Wir haben vor etlichen Jahren schonmal das Thema Räuber auf einer Veranstaltung in Wackershofen behandelt. Damals hieß es: "Anno Domini 1761, Jauner, Streifen und Gasthäuser im Amt Rosengarten". Einen ausführlichen Bericht (leider nur auf Deutsch) zur Veranstaltung findet ihr hier auf dem Blog [1]. Schon 1761 war die Mainhardter Bande tätig gewesen. Die nächsten Blogeinträge werden sich mit dieser Bande beschäftigen mit einem Hauptfokus auf das Ende der Bande in den Jahren 1772 und 1773.
Several years ago we dealt with the topic of robbers at an event in Wackershofen. At that time it was: "Anno Domini 1761, "Jauner", patrols and inns in the Rosengarten district". You can find a detailed report (unfortunately only in German) about the event here on the blog [1]. The Mainhardt gang had been active as early as 1761. The next few blog entries will deal with this gang with a main focus on the end of the gang in 1772 and 1773.
Es soll hier ersteinmal garnicht um die Anfänge der Bande gehen, sondern eher um die Rahmenbedingungen, welche offenbar begünstigten, dass eine der größten Räuberbanden in Deutschland in dieser Zeit genau in dieser Gegend ihr Unwesen und das über soviele Jahre treiben konnte. In der 2. Hälfte des 18. Jahrhunderts gab es zahlreiche Räuberbanden auf dem Reichsgebiet. Als Beispiel will ich hier einmal den berühmten Bayerischen Hiasl Matthias Klostermayr (1736-1771) anführen, der seine Tätigkeit als Wilderer Anfang der 1760er aufnahm. Aus dem Jahr 1754 liegt uns eine gewaltige Diebesliste mit der Beschreibung von nicht weniger als 101 Räubern, Räuberinnen und Dieben und sogenannten Sackgreiferinnen aus Österreichisch Schwaben in Folge eines Postkutschenüberfalls vor [2]. Von all diesen Räubern hat es aber keiner zu solch einer Beliebtheit gebracht wie der zu seinen Zeiten so bekannte Cartouche, über den schon 1721 ein amüsantes Theaterstück erschien [3]. Im selben Jahr war Louis Dominique Garthausen, genannt Cartouche (1693-1721), hingerichtet worden.
We are not talking about the first years of the gang here, but rather the framework conditions that apparently favored one of the largest gangs of robbers in Germany at that time being able to do their mischief in this area for so many years. In the second half of the 18th century there were numerous bands of robbers on the territory of the empire. As an example, I would like to cite the famous Bavarian Hiasl Matthias Klostermayr (1736-1771), who began his activity as a poacher in the early 1760s.
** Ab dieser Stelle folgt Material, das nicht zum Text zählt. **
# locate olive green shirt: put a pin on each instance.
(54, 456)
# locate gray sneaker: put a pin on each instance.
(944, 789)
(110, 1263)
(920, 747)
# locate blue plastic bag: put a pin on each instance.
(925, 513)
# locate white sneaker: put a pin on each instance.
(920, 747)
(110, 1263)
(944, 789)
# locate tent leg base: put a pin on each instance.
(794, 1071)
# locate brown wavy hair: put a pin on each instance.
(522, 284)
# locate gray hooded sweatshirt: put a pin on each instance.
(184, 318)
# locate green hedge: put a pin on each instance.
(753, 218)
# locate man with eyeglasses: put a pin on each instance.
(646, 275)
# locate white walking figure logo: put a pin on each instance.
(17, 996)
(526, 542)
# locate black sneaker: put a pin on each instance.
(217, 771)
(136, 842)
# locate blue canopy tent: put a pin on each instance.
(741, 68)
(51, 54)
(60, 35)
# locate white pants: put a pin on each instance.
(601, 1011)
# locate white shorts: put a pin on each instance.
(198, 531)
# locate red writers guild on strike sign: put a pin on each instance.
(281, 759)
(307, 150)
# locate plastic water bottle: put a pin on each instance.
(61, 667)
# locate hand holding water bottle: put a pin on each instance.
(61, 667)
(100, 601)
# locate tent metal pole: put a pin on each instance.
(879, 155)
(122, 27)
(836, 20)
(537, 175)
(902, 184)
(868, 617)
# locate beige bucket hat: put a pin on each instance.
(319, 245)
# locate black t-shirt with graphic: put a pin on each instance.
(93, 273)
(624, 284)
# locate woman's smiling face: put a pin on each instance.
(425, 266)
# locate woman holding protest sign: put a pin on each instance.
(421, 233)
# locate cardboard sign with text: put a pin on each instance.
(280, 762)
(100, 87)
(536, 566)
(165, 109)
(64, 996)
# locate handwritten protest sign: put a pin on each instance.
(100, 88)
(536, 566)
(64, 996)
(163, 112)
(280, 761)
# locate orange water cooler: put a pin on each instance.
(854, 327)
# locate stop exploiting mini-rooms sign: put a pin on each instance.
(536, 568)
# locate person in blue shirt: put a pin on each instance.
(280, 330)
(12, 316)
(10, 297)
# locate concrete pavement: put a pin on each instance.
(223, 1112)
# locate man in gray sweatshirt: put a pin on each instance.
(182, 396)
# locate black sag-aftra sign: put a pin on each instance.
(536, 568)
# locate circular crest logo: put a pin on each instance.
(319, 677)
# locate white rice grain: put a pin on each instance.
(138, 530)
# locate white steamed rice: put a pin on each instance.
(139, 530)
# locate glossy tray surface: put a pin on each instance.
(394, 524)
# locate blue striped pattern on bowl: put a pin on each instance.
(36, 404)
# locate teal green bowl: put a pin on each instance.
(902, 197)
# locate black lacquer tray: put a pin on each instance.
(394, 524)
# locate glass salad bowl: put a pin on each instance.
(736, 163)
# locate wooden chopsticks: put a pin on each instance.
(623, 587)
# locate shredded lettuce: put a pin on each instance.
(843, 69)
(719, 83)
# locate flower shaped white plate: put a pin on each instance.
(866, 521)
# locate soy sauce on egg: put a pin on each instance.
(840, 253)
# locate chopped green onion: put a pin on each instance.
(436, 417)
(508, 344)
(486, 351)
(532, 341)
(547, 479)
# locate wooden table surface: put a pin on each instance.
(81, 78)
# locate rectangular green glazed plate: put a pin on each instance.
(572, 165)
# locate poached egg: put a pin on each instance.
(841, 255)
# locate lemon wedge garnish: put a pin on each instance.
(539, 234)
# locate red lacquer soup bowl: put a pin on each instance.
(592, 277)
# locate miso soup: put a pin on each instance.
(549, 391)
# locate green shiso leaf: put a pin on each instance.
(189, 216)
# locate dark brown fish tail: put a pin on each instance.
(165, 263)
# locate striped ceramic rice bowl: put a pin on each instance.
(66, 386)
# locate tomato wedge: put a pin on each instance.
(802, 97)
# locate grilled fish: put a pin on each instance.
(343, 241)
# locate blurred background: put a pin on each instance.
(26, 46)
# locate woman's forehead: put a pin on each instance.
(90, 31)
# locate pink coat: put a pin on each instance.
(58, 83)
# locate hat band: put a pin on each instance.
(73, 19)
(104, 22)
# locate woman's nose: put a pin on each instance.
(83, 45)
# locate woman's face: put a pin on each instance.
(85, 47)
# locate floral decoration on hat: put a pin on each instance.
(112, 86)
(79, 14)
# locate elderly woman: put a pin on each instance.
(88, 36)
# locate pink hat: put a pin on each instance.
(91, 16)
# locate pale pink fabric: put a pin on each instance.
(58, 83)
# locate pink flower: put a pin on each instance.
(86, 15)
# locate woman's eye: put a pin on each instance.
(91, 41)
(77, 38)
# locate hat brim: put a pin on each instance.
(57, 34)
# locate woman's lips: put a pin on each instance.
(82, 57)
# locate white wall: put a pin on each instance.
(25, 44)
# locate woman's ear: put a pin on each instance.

From 1754 we have an enormous list of thieves with the description of no fewer than 101 robbers and so-called bag grabbers from Austrian Swabia as a result of a stagecoach attack [2]. Of all these robbers, however, none became as popular as Cartouche, which was so well known in its day and about which an amusing play was published in 1721 [3]. In the same year, Louis Dominique Garthausen, known as Cartouche, (1693-1721) was executed.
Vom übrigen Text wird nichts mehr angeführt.